By examining the dimensions of the cone (as suggested in comments)
you can determine the constant ratio $k = EM/AM = r/x,$ where $r$ is the radius of the sphere. Then $r = kx.$
The portion of the sphere inside the cone is a spherical cap
(defined as the part of the sphere on one side of a plane,
in this case the part below the plane of the cone's base).
This spherical cap has a height $h$ (the distance from the bottom of the
sphere to the base of the cone);
in fact, $h$ is the sum of the sphere's radius $r$ plus the distance from $M$ upward to the base of the cone.
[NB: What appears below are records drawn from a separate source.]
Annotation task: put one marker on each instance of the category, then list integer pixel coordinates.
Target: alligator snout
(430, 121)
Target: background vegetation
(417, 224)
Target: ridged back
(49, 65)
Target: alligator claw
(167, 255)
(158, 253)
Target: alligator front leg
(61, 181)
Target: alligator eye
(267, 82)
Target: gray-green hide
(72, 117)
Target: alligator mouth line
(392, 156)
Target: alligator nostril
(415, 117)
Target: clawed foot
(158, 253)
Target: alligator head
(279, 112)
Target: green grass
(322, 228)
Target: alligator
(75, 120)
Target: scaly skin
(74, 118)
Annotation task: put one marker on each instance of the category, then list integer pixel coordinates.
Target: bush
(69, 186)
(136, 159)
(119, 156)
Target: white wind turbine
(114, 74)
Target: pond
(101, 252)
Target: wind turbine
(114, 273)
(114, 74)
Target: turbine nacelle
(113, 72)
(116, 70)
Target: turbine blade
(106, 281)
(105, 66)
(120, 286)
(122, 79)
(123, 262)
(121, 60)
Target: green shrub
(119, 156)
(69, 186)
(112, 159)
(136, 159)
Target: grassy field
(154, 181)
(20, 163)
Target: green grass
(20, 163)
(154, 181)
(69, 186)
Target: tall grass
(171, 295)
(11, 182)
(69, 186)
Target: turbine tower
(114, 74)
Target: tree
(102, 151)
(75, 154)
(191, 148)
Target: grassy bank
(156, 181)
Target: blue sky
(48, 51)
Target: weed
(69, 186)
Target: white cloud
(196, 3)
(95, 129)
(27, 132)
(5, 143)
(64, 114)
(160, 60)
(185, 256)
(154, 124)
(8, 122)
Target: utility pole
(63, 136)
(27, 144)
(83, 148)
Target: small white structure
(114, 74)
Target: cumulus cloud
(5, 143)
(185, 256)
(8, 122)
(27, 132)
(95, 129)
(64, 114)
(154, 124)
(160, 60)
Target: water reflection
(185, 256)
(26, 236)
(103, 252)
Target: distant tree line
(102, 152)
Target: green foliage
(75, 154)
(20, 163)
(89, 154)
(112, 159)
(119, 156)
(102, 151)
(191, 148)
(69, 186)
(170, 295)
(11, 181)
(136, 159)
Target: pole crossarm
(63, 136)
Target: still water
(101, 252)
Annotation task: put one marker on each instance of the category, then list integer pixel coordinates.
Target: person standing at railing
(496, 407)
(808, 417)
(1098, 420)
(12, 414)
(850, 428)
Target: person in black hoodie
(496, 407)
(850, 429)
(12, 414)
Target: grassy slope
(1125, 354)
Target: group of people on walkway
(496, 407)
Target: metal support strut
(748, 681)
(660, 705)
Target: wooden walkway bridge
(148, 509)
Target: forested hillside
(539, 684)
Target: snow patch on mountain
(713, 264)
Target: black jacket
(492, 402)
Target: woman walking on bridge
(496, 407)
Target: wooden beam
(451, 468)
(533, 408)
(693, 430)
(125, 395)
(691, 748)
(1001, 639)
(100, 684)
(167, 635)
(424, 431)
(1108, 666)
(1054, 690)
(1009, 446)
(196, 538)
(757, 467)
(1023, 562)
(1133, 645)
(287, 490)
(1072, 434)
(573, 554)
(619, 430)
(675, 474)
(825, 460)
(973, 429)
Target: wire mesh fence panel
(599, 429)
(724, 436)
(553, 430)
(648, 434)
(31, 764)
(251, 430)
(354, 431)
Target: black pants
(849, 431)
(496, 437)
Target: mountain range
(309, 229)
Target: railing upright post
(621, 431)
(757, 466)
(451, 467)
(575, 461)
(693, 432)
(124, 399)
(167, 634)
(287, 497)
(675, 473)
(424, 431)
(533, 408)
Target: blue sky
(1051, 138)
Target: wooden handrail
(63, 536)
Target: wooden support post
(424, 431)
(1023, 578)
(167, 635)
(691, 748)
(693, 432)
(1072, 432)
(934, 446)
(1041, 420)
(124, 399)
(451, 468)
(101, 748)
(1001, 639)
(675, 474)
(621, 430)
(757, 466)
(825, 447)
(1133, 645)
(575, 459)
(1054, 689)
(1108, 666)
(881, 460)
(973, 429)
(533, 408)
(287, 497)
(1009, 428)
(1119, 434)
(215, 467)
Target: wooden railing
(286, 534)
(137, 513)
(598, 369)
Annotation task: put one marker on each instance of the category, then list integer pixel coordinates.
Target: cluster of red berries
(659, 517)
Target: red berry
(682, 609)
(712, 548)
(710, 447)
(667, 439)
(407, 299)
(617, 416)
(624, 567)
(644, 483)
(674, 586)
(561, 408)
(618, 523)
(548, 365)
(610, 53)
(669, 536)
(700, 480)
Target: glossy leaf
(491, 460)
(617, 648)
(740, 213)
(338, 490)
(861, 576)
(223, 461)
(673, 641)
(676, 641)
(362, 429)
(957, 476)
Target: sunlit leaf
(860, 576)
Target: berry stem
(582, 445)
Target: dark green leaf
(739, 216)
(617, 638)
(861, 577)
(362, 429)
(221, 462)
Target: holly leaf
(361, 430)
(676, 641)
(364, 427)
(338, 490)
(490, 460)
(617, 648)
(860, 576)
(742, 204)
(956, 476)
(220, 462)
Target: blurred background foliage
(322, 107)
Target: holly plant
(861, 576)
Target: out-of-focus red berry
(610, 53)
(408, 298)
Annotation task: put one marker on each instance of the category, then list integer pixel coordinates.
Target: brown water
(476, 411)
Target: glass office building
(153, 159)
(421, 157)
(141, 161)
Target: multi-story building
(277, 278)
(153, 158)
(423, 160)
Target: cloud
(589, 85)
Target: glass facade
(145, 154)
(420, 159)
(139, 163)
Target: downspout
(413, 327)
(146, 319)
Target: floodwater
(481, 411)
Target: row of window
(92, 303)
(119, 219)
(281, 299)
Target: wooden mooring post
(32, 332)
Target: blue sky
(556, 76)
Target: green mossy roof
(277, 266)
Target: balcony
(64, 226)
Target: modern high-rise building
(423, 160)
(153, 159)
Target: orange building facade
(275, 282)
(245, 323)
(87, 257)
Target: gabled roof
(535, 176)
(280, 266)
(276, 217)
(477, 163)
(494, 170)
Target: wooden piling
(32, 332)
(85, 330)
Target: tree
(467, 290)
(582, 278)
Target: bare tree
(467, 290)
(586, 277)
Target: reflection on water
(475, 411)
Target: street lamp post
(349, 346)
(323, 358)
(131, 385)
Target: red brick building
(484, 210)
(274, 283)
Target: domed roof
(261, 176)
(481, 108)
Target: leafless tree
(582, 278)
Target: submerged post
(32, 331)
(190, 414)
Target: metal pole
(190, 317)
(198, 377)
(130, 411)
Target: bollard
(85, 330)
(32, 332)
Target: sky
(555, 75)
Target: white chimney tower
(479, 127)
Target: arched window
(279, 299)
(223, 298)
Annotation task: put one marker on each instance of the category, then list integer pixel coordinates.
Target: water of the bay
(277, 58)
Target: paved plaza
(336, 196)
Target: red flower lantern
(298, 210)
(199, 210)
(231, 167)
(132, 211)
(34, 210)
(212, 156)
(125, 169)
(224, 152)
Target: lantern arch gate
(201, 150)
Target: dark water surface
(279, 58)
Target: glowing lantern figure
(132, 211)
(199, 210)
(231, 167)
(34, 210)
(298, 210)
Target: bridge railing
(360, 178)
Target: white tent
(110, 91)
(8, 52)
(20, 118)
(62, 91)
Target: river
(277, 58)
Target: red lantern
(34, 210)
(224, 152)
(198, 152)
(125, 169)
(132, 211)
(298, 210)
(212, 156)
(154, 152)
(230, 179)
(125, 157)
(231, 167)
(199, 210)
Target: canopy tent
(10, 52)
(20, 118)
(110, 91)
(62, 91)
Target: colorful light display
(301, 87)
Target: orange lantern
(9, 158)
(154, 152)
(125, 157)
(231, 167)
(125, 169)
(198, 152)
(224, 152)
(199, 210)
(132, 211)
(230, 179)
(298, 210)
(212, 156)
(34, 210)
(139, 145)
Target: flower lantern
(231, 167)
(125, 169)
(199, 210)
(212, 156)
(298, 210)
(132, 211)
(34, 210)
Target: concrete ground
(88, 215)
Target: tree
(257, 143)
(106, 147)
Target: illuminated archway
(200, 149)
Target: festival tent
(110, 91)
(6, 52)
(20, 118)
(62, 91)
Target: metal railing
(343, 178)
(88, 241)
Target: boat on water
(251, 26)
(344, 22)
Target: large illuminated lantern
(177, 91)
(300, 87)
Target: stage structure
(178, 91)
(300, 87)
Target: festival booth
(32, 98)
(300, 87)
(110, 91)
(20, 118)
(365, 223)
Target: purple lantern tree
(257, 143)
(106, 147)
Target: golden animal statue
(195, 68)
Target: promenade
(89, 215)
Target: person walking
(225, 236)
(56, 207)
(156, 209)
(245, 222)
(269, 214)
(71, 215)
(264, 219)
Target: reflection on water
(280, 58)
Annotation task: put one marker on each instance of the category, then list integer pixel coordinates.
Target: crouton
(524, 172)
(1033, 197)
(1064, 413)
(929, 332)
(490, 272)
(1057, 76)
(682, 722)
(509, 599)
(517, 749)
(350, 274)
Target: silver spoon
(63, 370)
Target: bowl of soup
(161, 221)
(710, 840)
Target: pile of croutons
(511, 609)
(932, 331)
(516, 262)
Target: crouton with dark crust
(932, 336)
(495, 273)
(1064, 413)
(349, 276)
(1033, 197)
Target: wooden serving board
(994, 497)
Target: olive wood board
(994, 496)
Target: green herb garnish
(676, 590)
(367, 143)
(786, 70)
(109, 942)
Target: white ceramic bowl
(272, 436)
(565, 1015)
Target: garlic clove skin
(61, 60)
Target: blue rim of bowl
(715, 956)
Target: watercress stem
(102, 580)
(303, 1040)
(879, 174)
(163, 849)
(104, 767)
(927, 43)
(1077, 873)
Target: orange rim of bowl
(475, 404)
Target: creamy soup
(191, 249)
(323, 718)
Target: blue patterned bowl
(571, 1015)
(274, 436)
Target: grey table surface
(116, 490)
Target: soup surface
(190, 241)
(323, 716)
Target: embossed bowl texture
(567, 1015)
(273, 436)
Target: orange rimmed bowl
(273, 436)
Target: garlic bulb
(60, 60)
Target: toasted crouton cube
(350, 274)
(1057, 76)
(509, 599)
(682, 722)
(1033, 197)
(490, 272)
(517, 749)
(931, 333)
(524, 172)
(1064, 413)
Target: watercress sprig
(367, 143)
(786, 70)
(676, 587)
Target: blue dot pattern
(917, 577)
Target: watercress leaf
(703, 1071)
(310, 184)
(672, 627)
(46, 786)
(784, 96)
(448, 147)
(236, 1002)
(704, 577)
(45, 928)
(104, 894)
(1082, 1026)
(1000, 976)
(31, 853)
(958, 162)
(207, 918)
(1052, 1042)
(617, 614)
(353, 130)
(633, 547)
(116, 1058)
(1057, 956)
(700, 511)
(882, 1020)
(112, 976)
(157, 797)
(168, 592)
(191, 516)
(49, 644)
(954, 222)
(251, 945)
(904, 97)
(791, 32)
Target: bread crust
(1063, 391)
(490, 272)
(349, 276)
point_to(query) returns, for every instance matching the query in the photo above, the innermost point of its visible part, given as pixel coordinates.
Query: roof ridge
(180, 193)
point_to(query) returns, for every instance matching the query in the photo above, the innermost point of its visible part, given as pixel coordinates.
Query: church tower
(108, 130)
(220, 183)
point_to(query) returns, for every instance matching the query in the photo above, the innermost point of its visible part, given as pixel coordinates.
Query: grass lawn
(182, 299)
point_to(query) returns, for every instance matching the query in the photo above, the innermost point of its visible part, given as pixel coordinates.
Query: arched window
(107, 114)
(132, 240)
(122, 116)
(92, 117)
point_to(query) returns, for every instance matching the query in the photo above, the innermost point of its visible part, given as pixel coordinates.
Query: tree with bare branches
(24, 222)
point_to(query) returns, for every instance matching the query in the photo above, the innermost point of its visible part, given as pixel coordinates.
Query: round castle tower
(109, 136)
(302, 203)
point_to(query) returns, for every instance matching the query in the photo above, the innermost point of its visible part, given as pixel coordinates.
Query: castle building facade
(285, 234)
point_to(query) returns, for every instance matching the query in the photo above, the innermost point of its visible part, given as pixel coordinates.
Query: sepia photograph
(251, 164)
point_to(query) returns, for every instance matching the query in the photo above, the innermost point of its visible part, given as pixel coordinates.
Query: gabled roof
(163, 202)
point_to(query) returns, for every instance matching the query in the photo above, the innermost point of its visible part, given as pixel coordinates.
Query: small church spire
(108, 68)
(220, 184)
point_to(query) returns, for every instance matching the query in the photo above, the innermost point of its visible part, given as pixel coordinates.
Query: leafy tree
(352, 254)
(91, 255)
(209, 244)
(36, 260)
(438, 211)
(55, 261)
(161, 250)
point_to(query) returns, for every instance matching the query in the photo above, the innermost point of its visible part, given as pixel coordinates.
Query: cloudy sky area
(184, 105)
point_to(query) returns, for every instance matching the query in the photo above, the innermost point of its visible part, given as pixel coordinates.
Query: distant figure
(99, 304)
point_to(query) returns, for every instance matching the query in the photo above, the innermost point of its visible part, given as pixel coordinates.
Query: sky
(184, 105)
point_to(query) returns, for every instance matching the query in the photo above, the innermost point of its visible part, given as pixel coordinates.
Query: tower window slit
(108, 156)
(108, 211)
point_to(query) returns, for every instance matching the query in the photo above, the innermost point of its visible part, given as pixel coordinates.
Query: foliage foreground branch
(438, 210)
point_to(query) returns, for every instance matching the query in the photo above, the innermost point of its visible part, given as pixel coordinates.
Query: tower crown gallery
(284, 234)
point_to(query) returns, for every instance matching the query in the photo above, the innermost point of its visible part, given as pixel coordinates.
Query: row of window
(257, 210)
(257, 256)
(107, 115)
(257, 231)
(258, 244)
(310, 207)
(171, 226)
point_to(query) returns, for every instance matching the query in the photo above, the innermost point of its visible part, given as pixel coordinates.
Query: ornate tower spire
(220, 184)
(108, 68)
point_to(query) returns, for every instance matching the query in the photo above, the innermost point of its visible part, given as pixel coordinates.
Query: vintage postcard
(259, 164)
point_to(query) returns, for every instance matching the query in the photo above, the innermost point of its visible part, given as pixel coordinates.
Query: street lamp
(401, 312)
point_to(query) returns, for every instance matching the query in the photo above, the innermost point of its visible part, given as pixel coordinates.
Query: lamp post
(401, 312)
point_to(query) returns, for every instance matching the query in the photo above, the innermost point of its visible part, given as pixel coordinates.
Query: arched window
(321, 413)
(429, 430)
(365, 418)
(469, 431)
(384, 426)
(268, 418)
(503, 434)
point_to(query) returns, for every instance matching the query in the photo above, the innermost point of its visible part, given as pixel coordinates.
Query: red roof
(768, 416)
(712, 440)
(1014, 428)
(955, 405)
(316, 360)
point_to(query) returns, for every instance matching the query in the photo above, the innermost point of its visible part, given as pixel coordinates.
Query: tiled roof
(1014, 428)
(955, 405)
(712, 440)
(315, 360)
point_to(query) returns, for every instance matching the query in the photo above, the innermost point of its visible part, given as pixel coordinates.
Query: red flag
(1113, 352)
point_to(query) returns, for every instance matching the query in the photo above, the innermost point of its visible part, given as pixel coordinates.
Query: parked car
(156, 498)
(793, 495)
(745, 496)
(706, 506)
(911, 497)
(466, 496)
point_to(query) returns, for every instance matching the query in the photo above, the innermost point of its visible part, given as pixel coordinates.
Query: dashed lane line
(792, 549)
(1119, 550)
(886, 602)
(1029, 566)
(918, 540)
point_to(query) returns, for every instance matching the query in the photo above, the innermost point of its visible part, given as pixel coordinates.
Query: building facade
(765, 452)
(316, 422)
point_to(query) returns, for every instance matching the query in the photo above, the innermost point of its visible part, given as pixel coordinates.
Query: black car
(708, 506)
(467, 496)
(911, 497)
(If $M$ is above the base of the cone then the distance "upward" from $M$
to the base is negative.)
If you put all this together, replacing $r$ with the appropriate multiple of $x,$ you should be able to write an equation
of the form $h = px + q.$
You can now use one of the formulas for
the volume of a spherical cap; in particular this formula should be a nice one:
$$
V = \frac13\pi h^2(3r - h).
$$
Since $r=kx$ and $h = px+ q,$ plugging in these values we can
rewrite $\frac13\pi h^2(3r - h)$ as an expression in which the
only unknown value is $x.$
That expression will be a cubic polynomial.
You can then apply the usual single-variable calculus approach
to maximizing the value of a function.
That is, to find the maximum volume $V,$ take the derivative of the polynomial (which is a quadratic in $x$) and set it to zero.
The maximum volume occurs either at a value of $x$ for which the
derivative of the volume is zero or at the minimum or maximum possible
value of $x$ (in this case, $x=0$ or $x$ so large that the
sphere is just tangent to the cone at the circle around the base of the cone).